Les buttes et les cantons des Îles-de-la-Madeleine racontent l’histoire d’une terre façonnée par le vent, la mer et les générations de Madelinots qui l’ont habitée. Qu’ils soient le décor de légendes, des repères pour les marins ou des lieux de vie pour la communauté, ils sont au cœur de l’identité insulaire.
Des hauteurs imposantes de la Big Hill aux contours légendaires de la Butte-du-Mort, en passant par les reliefs emblématiques des Demoiselles, les buttes des Îles-de-la-Madeleine ne se contentent pas de façonner le paysage. Elles nourrissent l’imaginaire collectif, témoignent d’un riche héritage culturel et servent de repères pour marins et habitants.
Les cantons, eux, ancrés dans la mémoire des Madelinots, sont bien plus que de simples divisions géographiques. Ils représentent le premier repère d’appartenance, une toile de fond indissociable du quotidien insulaire.
Les buttes : sentinelles du paysage et gardiennes d’histoires
Sur l’Île d’Entrée, la Big Hill domine l’archipel du haut de ses 174 mètres. Visible dès l’arrivée en bateau, elle offre un panorama à couper le souffle et un havre de paix aux troupeaux de vaches qui y paissent en liberté.
Non loin, sur l’Île Brion, la Butte-du-Mort alimente les légendes. Anselme Chiasson rapporte qu’un naufragé y monta la garde avec la cloche du navire, guettant une voile à l’horizon. Il ne redescendit jamais, son corps retrouvé au pied d’un arbre, renforçant le mystère qui entoure ce lieu.
À Havre-Aubert, les Demoiselles incarnent l’histoire maritime de l’archipel. Ancien point de refuge pour les navigateurs, elles se composent d’une butte plus élevée, la demoiselle, et d’une plus petite, la Butte de la Croix, où trône une croix bénie en 1811. Ce site offre une vue privilégiée sur l’Île d’Entrée et le site historique de La Grave.

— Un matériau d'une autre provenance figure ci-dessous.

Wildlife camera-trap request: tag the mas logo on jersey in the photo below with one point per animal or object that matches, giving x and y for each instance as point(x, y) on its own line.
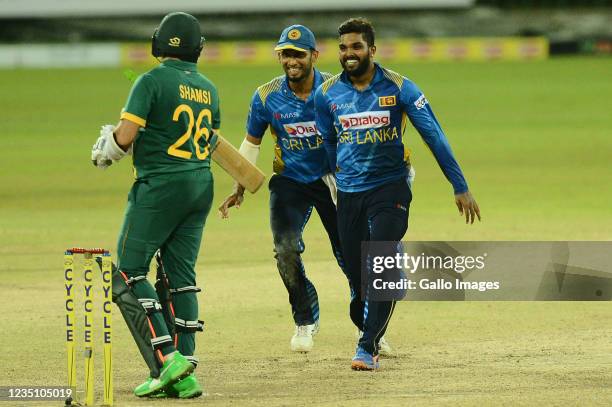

Plus au nord, à L’Étang-du-Nord, la Butte du Vent s’impose comme l’un des sommets les plus élevés de l’archipel. Abritant des tours de communication, elle attire les randonneurs en quête d’un panorama unique sur Havre-aux-Basques, Fatima et Havre-aux-Maisons. On y trouve également une source où certains viennent encore cueillir l’eau de Pâques, perpétuant une vieille tradition.
À Havre-aux-Maisons, la Butte Ronde, surplombant le phare du Cap Alright, est auréolée de mystère. On raconte qu’un trésor y serait enfoui, à un endroit d’où l’on peut voir les sept îles de l’archipel. Près d’elle, les Buttes Pelées, rongées par l’exploitation d’une carrière, ont fait l’objet de nombreuses mobilisations citoyennes pour la préservation de leur richesse naturelle.
Enfin, à Grosse-Île, la Rock Forest et le Cap Dauphin sont des lieux prisés des amateurs de plein air, rappelant que les buttes des Îles sont aussi des terrains de jeux naturels pour les randonneurs, skieurs et amoureux de la nature.
Les cantons : des territoires d’appartenance encore bien vivants
Si les buttes sont les gardiennes des paysages madelinots, les cantons en sont l’âme vivante. Loin d’être de simples repères administratifs, ces territoires portent une identité propre, transmise de génération en génération.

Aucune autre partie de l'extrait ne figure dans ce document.